The overarching areas of consideration are:

• -Ethical review of provenance and sourcing of the material;
• -Legality of collection, transfer and use (national and international).

Each transfer of samples is undertaken according to a Research Collaboration Agreement or Material Transfer Agreement entered into by the Tree of Life collaborator, Genome Research Limited (operating as the Wellcome Sanger Institute) and in some circumstances other Tree of Life collaborators.

Data availability

European Nucleotide Archive: Pieris brassicae (large white). Accession number PRJEB42142; https://identifiers.org/ena.embl/PRJEB42142.

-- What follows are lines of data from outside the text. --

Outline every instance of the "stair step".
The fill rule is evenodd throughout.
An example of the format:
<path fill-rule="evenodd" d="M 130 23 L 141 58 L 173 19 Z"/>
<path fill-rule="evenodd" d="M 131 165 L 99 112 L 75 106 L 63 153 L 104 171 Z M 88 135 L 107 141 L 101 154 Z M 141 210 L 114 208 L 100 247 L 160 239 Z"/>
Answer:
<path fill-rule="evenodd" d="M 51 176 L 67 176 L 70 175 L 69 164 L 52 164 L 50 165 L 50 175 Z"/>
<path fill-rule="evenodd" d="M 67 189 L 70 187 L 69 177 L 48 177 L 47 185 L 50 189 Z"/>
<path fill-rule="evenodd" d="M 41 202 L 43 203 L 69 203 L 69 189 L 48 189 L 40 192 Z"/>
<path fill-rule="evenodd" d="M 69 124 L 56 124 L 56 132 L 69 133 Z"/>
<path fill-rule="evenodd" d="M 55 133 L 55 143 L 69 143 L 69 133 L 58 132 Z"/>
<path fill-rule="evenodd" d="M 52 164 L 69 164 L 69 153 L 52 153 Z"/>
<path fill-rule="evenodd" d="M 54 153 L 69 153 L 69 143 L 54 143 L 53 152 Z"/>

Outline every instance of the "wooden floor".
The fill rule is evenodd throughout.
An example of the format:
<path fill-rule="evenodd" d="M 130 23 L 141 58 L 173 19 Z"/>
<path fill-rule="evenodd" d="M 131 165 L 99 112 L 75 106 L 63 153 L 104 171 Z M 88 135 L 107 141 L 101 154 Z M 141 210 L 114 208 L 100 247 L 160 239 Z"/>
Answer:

The genome sequence is released openly for reuse. The P. brassicae genome sequencing initiative is part of the Darwin Tree of Life (DToL) project. All raw sequence data and the assembly have been deposited in INSDC databases. Raw data and assembly accession identifiers are reported in Table 1.

Funding Statement

This work was supported by Wellcome through core funding to the Wellcome Sanger Institute (206194) and the Darwin Tree of Life Discretionary Award (218328). KL is supported by a NERC fellowship (NE/L011522/1) and an ERC grant (ModelGenom Land 757648). AM is supported by a E4 PhD studentship.

The funders had no role in study design, data collection and analysis, decision to publish, or preparation of the manuscript.